Banyak cewek-cewek yang kadang tak suka melihat kedekatanku dengan Ardhan. Tapi, aku tak menggubrisnya. Toh aku cuma berteman saja dengan Ardhan. Mengingat aku cuma berteman saja dengan Ardhan ada sedikit rasa ngilu di hatiku. Entah apa aku tak tahu. Tapi sepertinya hatiku berkata aku ingin hubunganku dengan Ardhan lebih dari itu.
Salahkah aku berharap lebih? Salahkah aku menyukainya?
Keinginanku terkabul saat Ardhan mengungkapkan perasaannya padaku. Hati dan perasaanku saat ini tak bisa diungkapkan dengan kata-kata. Seperti saat aku masih kecil menginginkan es krim yang langsung dibelikan oleh Ayah. Atau seperti saat aku sangat menginginkan tas edisi terbaru dan dibelikan Ayah. Ah, tidak ini rasanya melebihi dari apapun juga.
"Yes Ardhan. I like you too. And i'll be your mine," jawabku. Karena aku tak mau menyia-nyiakan kesempatan yang ada.
*****
Ardhan sekarang menjadi posesif padaku semenjak kejadian Fira melabrakku. Sangat sakit dan malu saat Fira menamparku. Rasanya seperti aku adalah pelakor.
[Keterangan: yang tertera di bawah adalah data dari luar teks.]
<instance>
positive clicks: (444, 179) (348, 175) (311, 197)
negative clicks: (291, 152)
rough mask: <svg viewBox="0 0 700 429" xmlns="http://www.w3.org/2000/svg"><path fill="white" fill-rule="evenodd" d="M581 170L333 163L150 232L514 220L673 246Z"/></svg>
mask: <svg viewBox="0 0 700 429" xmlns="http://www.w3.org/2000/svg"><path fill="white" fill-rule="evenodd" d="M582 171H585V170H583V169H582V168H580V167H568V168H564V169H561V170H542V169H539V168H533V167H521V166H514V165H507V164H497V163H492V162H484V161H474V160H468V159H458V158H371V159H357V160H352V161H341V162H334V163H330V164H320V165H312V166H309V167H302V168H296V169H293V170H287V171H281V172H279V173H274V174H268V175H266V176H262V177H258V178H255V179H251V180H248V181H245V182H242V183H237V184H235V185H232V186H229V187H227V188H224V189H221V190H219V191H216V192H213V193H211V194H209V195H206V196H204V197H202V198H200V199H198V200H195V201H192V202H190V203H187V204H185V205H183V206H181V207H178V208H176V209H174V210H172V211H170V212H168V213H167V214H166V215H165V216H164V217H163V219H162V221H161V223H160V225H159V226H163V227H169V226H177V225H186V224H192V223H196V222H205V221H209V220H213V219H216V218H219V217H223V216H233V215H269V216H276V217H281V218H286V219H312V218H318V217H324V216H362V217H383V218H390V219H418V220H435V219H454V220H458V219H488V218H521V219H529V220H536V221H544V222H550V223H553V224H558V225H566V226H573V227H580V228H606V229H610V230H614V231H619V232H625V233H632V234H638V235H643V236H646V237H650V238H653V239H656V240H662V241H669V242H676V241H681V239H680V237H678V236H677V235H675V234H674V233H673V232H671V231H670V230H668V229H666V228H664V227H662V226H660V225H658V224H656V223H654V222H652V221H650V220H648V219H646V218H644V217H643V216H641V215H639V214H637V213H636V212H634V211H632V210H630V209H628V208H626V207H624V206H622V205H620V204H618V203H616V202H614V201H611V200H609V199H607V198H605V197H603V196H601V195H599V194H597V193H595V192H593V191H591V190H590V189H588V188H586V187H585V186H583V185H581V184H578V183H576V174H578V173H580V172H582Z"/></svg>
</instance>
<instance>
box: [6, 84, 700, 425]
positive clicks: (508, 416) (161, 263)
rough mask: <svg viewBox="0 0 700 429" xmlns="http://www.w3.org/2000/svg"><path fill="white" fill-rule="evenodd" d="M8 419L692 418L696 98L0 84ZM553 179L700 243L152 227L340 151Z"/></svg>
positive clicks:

Padahal Fira tak ada hubungan apapun dengan Ardhan. Kalau aku jadi Fira aku tak akan melakukan hal seperti itu. Karena hal itu menandakan dirinya tak mampu jadi cewek yang diminati cowok. Memalukan sekali bukan.
" Nay, tunggu aku disini dulu yah. Jangan kekantin sendirian. Aku gak mau ya kamu kenapa-kenapa kayak kemarin," omelnya saat dia masih mengerjakan tugas di jam istirahat. Manis sekali kan sikapnya. Aku tersanjung jadinya.
"Dhan, entar pulang sekolah aku mau jalan bareng sama Fani dan yang lain yah?" pintaku pada Ardhan.
" Oke tapi aku ikutan yah?" jawab Ardhan. Aku hanya melotot tak percaya dengan ucapannya. Yang benar saja. Kadang Ardhan menyebalkan juga kalau seperti ini. Aku mendengus kesal. Meski begitu sikap Ardhan lebih banyak yang manis dari pada menyebalkan. Dia akan selalu menceritakan hal-hal kecil tentang apa saja yang telah dilaluinya. Aku iri, sepertinya Ardhan terlahir dalam keluarga yang utuh dan bahagia. Aku jadi merasa bersalah karena belum berani jujur tentang siapa aku yang sebenarnya.
Hal yang sangat memalukanku adalah, saat hari dimana aku tak tahu kapan datang bulanku. Rasanya ingin pergi ke kutub utara sehingga tak ditemukan siapapun juga. Apalagi Ardhan, dia yang memergoki ku saat berdarah.
Oh my god. What ashamed!!
Dan desas desus tentang darah haidku itu, mereka berkata bahwa aku apa? Keguguran? Aborsi? Astaga. Aku tak percaya dengan mulut-mulut yang seperti tak pernah sekolah.
Aku marah. Tapi Ardhan selalu menenangkan aku. Mengatakan bahwa tak usah pedulikan orang yang tidak tahu sebenarnya kita.
Aku harap Ardhan tidak berubah, meski tahu tentang aku yang sebenarnya. Semoga dia akan tetap jadi dirinya. Dan tidak membuat berbeda sikap terhadapku. Aku hanya takut akan kehilangannya.